Controlling and Streaking Nanotip Photoemission by Enhanced Single-cycle Terahertz Pulses

Abstract: The active control of matter by strong electromagnetic fields is of growing importance, with applications all across the optical spectrum from the extreme-ultraviolet to the far-infrared. In recent years, phase-stable terahertz (THz) fields have shown tremendous potential in the observation and manipulation of elementary excitations in complex systems. The combination of concepts from attosecond science with advanced THz technology facilitates novel spectroscopic schemes, such as THz streaking. In general, driving charges at lower frequency enhances interaction energies and can promote drastically different dynamics. For example, mid-infrared excitation induces field-driven sub-cycle electron dynamics in nanostructure nearfields.
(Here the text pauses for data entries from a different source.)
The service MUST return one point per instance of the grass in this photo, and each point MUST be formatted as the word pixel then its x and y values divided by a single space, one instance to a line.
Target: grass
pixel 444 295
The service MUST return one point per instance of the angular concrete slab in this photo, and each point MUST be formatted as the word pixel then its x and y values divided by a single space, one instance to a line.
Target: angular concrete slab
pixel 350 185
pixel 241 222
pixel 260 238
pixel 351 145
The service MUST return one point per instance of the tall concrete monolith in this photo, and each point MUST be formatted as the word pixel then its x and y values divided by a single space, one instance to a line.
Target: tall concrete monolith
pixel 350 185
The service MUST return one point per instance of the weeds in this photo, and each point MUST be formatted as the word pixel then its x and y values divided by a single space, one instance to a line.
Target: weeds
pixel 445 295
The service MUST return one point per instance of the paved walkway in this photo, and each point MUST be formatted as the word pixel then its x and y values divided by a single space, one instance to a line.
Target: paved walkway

Such frequency scalings will also impact nanostructure-based streaking, which has been theoretically proposed. Here, we experimentally demonstrate extensive control over nanostructure photoelectron emission using single-cycle THz transients. The locally enhanced THz near-field at a nanotip significantly amplifies or suppresses the detected photocurrent. We present field-driven streaking spectroscopy with spectral compression and expansion arising from electron propagation within the nanolocalized volume. THz near-field streaking produces rich spectrotemporal features and will yield unprecedented control over ultrashort electron pulses for imaging and spectroscopy.